I could more than empathize with the dog fighting for its life.  In my human view, it couldn’t possibly deserve this treatment – even if it had wronged one other dog, the countless others had surely sensed that the mob had turned against this victim, so they joined the mob and went for blood.

Humans do the same.

We may dress it up, hide it behind rituals and suggestions and business talk, but to be sure, when someone is identified as the Other, when someone is made a pariah, we join the pack and go for blood without so much as wondering why.  I have witnessed this close at hand, as both victim and perpetrator, and been disgusted by it.

Yet there I was, more concerned with somehow “fitting in” to the Bhutanese way of life, appearing as unmoved by the scene as I supposed the locals would be, than with coming to the aid of another helpless being.

A few seconds after I passed, still looking over my shoulder with doubt and regret, I saw two local men run across the street, hardly even looking for traffic.  They approached the fence together and started yelling as loudly and savagely as they could, kicking and shaking the fence, doing everything in their power to scare off the bloodthirsty mob.  Within a minute the frenzy was over; dogs jogged away nonchalantly, and the horrible bedlam died down.

I don’t know if the victim survived or not.  What I do know is that I was humbled, shamed even, by my own cowardice, my own choice to remain anonymous rather than to intervene as those two men had done.  Yet somehow, there was also something True and therefore Beautiful about it.

I felt so good about myself when I vowed not to live for an audience.  It was an easy vow to make in the safe, controlled environment of London.  Yet here I was, far from home, in a city more foreign than any place I’d ever been, and in that setting I had done just the opposite.  The seconds it took me to walk past such a terrible scene as if I saw nothing told me how far I still have to go if I’m to achieve that ideal.  I, dog lover that I am, was prepared to let an innocent creature die, literally at my feet, rather than to be seen as different.  I was humbled by what I saw, both from the dogs and from the men who acted where I had not.

But this is why I came to Bhutan.  I may not be perfect, but I came here to encounter a world where the Truth isn’t sanitized, hidden behind layer upon layer of deception and health-and-safety regulations.  I thought I had overcome many challenges in my first few days in Bhutan, but here was my first real lesson.  It was hard as hell.  And I’m grateful for it.  I hope and expect that this is how things will go here, with truths brutal and beautiful coming upon me when I least expect them, when I’m least prepared for them. 

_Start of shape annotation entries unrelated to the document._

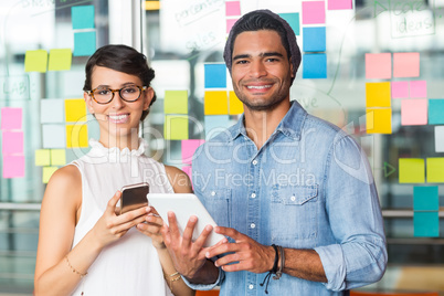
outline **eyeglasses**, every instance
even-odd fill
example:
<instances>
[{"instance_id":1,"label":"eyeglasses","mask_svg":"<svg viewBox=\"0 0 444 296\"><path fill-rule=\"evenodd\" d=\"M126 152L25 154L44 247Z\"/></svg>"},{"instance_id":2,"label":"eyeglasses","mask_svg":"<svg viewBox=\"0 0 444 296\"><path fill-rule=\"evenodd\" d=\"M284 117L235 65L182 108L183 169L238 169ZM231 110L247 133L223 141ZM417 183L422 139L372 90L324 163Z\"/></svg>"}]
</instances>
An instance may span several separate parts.
<instances>
[{"instance_id":1,"label":"eyeglasses","mask_svg":"<svg viewBox=\"0 0 444 296\"><path fill-rule=\"evenodd\" d=\"M136 102L140 97L141 92L146 91L147 88L147 86L137 85L125 86L120 89L98 87L94 88L93 91L86 91L86 93L91 95L97 104L108 104L113 101L114 93L118 92L120 98L125 102Z\"/></svg>"}]
</instances>

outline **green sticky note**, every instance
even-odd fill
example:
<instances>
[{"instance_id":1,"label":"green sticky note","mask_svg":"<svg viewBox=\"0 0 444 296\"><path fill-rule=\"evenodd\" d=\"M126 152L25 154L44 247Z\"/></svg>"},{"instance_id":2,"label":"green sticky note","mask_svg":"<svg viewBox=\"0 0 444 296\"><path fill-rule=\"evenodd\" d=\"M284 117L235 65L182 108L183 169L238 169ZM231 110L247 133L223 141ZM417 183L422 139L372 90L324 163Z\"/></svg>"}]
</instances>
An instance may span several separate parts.
<instances>
[{"instance_id":1,"label":"green sticky note","mask_svg":"<svg viewBox=\"0 0 444 296\"><path fill-rule=\"evenodd\" d=\"M24 54L24 72L46 72L47 52L44 50L27 51Z\"/></svg>"},{"instance_id":2,"label":"green sticky note","mask_svg":"<svg viewBox=\"0 0 444 296\"><path fill-rule=\"evenodd\" d=\"M427 158L427 183L444 183L444 157Z\"/></svg>"},{"instance_id":3,"label":"green sticky note","mask_svg":"<svg viewBox=\"0 0 444 296\"><path fill-rule=\"evenodd\" d=\"M166 140L187 140L188 116L166 115L163 125L163 136Z\"/></svg>"},{"instance_id":4,"label":"green sticky note","mask_svg":"<svg viewBox=\"0 0 444 296\"><path fill-rule=\"evenodd\" d=\"M49 71L71 70L72 53L70 49L51 50Z\"/></svg>"},{"instance_id":5,"label":"green sticky note","mask_svg":"<svg viewBox=\"0 0 444 296\"><path fill-rule=\"evenodd\" d=\"M188 91L166 91L165 114L188 114Z\"/></svg>"},{"instance_id":6,"label":"green sticky note","mask_svg":"<svg viewBox=\"0 0 444 296\"><path fill-rule=\"evenodd\" d=\"M422 158L400 158L400 183L424 183L425 166Z\"/></svg>"},{"instance_id":7,"label":"green sticky note","mask_svg":"<svg viewBox=\"0 0 444 296\"><path fill-rule=\"evenodd\" d=\"M35 150L35 166L44 167L51 165L51 157L49 149Z\"/></svg>"}]
</instances>

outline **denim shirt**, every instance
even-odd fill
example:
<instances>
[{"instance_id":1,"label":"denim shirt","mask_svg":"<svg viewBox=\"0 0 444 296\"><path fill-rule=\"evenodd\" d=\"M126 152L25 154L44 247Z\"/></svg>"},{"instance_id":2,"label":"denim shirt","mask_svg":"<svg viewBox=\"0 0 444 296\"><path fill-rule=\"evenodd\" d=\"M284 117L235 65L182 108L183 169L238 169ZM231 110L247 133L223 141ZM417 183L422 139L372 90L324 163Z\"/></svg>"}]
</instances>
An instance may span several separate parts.
<instances>
[{"instance_id":1,"label":"denim shirt","mask_svg":"<svg viewBox=\"0 0 444 296\"><path fill-rule=\"evenodd\" d=\"M264 245L313 249L327 283L284 274L269 295L348 295L379 281L387 266L385 236L373 177L360 146L297 103L261 149L240 121L194 154L195 194L218 225ZM265 295L266 273L223 272L220 295Z\"/></svg>"}]
</instances>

I saw in myself my own pack mentality, my own fear of acting in a way that isn’t the norm.  I was disgusted with what I saw.  But I saw it; I was forced to reckon with it in a way I never had in forty years of life.  And now, fully aware of it, I can confront this aspect of my human nature, work on it.  If I were to encounter the same scenario tomorrow, I would yell, scream, kick at the fence, do something.  And that means I’m a better man for the humbling experience of that afternoon.  I’m aware that I do still live for an audience.  I have a long way to go.  This was an ugly truth, and an experience I wish I could forget, but it will make me stronger and better, as the truth always does.

I still love and believe in the words Keats wrote, but I would add another version thanks to this experience:

Brutal is truth, truth brutal, -- that is all
Ye know on earth, and all ye need to know.


  1. I'm going to enjoy reading these Jon. I think it's going to be quite the year!

  2. I'll never forget the day Peter O'Connor plopped Ode on a Grecian Urn in front of us in sophomore Humanities class telling us we would memorize the entire thing... in a week. Though I've forgotten most of those 50 lines that I once knew by heart, these final two stuck. Leave it to John Ingram to redefine my understanding and give purpose to a literary reference I have uselessly carried around in my head for over a decade. I should not be surprised.
    Good luck on your adventure, John. I'll be following your progress!